Cloth ISBN: 9781503603257
Paper ISBN: 9781503607613
San Francisco has always had an affordable housing problem. Starting in the aftermath of the 1906 earthquake and ending with the dot-com boom, Housing the City by the Bay considers the history of one proposed answer to the city's ongoing housing crisis: public housing. John Baranski follows the ebbs and flows of San Francisco's public housing program: the Progressive Era and New Deal reforms that led to the creation of the San Francisco Housing Authority in 1938, conflicts over urban renewal and desegregation, and the federal and local efforts to privatize government housing at the turn of the twenty-first century. This history of public housing sheds light on changing attitudes towards liberalism, the welfare state, and the economic and civil rights attached to citizenship.
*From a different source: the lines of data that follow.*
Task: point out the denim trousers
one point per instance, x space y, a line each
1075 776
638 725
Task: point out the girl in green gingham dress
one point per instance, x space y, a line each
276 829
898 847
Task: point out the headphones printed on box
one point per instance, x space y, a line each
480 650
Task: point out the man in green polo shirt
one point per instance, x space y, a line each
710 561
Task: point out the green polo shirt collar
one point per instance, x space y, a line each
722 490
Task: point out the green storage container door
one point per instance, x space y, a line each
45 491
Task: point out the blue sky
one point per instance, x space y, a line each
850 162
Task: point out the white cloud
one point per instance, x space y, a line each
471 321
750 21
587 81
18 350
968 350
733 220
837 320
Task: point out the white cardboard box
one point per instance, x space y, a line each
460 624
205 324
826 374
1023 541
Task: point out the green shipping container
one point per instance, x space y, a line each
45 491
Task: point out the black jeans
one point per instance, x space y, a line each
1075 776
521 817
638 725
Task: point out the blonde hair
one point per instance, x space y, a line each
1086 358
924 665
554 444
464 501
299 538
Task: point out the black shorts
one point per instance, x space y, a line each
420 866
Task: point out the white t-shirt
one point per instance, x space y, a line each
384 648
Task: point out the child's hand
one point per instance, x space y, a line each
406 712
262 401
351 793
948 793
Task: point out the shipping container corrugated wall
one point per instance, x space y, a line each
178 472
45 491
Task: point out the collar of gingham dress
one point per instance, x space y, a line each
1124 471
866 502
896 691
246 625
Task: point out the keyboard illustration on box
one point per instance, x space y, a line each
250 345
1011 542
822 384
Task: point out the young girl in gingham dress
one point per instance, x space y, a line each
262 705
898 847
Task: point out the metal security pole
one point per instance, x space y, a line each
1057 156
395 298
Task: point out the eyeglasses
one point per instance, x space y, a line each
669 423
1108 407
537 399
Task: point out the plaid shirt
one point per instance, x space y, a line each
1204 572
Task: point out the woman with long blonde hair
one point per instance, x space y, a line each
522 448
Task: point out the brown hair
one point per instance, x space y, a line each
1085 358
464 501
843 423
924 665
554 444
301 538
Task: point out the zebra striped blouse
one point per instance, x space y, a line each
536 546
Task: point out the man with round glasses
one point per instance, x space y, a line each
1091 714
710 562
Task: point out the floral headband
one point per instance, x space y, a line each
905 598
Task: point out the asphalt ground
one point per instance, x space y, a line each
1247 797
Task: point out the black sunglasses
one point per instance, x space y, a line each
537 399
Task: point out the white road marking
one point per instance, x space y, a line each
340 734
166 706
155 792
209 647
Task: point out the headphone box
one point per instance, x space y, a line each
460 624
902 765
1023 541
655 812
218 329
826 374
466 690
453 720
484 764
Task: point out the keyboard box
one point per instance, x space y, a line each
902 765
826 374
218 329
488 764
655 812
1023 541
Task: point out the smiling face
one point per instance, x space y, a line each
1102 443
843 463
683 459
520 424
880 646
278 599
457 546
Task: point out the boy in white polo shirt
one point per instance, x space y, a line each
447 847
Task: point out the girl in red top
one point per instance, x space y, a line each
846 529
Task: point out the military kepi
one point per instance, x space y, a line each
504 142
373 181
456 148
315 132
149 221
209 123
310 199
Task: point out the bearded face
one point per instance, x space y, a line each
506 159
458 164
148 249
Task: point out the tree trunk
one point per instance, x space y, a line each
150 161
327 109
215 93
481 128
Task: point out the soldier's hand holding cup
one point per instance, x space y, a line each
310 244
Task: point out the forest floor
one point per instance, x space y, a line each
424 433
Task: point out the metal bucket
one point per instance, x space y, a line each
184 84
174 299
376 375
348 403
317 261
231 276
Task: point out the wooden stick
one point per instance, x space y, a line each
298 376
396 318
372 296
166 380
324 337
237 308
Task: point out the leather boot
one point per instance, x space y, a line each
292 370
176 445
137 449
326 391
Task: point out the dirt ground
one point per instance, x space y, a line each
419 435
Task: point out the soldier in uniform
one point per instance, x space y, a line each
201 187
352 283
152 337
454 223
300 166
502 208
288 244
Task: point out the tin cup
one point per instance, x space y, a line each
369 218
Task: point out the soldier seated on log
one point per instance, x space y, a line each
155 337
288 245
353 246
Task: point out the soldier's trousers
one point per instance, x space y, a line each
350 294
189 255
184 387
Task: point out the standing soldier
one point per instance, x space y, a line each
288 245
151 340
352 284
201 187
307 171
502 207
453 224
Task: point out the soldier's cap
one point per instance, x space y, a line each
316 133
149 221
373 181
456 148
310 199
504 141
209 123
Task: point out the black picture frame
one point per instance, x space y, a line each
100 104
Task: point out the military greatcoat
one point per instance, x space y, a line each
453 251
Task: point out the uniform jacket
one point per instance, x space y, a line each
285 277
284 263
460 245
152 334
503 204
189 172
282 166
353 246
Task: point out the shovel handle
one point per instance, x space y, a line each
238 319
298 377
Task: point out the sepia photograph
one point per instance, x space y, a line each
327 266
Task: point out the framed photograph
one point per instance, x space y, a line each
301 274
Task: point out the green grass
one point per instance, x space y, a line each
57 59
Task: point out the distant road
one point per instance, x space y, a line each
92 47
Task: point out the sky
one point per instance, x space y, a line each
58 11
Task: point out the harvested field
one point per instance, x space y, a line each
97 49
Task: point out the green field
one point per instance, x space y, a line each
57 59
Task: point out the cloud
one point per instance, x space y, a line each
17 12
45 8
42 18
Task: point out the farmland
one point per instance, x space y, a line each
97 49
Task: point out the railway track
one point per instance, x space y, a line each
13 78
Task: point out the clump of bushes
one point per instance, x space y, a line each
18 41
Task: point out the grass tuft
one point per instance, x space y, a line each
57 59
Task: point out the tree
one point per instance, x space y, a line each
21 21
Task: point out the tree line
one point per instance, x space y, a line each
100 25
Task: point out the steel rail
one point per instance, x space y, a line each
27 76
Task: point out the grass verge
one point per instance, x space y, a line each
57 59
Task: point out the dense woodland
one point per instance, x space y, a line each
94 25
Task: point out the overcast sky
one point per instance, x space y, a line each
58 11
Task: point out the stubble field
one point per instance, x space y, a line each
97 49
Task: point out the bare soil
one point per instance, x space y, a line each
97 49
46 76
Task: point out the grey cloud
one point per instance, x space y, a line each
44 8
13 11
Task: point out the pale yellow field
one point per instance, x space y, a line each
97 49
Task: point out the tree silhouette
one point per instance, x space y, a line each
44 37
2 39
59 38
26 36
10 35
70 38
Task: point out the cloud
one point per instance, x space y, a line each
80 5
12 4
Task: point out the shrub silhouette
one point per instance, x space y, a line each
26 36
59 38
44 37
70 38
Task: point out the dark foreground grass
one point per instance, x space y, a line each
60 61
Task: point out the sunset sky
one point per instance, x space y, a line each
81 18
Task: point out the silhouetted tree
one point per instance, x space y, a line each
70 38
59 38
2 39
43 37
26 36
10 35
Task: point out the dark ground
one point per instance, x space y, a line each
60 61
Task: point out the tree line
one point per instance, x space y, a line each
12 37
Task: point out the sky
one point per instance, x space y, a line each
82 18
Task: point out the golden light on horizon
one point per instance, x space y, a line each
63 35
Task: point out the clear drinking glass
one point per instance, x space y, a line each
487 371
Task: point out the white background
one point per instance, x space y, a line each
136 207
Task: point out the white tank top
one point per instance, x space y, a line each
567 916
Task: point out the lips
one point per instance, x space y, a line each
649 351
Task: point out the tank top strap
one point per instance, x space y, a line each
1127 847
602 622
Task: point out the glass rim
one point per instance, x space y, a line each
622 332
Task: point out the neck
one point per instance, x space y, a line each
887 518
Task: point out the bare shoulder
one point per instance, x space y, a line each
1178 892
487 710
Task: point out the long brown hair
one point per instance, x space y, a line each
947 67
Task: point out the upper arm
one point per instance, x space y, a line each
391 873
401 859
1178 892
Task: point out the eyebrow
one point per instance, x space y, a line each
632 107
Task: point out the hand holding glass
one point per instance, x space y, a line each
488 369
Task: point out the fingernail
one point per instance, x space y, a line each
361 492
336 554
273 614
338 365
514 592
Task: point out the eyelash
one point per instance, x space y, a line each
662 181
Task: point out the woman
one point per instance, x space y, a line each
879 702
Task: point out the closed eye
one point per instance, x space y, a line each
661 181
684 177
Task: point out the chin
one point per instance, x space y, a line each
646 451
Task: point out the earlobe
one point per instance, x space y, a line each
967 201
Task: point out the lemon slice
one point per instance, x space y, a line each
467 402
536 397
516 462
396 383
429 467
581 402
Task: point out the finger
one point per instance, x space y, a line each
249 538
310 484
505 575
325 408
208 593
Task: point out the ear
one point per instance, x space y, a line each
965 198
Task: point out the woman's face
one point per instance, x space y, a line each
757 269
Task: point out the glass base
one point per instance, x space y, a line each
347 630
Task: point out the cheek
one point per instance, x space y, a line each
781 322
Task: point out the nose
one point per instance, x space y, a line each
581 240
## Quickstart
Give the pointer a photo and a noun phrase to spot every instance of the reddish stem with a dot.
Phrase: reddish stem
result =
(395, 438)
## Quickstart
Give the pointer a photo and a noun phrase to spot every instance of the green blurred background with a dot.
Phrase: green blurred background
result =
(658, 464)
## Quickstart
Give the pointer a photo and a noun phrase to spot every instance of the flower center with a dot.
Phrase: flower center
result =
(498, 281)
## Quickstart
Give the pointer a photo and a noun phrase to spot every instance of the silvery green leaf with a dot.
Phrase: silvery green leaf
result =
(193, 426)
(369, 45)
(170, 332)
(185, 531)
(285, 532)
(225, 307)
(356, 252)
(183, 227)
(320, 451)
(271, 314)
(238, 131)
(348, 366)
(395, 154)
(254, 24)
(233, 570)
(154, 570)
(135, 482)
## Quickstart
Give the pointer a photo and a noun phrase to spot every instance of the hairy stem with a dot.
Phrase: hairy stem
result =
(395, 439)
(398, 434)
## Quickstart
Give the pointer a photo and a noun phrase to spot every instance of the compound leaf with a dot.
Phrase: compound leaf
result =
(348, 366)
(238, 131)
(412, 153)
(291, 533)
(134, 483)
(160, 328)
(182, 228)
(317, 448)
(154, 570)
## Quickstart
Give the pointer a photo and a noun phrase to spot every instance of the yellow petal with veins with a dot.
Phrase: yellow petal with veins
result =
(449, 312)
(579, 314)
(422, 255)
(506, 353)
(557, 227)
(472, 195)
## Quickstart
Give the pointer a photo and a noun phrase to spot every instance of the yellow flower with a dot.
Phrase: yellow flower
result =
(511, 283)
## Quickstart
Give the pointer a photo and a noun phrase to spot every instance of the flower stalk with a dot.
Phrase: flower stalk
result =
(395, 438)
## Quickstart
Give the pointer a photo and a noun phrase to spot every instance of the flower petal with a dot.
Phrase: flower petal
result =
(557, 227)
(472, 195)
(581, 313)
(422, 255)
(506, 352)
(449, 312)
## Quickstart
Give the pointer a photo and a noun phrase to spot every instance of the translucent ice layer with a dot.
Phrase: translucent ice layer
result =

Baranski details the ways San Francisco residents turned to the public housing program to build class-based political movements in a multi-racial city and introduces us to the individuals—community activists, politicians, reformers, and city employees—who were continually forced to seek new strategies to achieve their aims as the winds of federal legislation shifted. Ultimately, Housing the City by the Bay advances the idea that public housing remains a vital part of the social and political landscape, intimately connected to the struggle for economic rights in urban America.
About the author
John Baranski is Assistant Professor of History at El Camino College.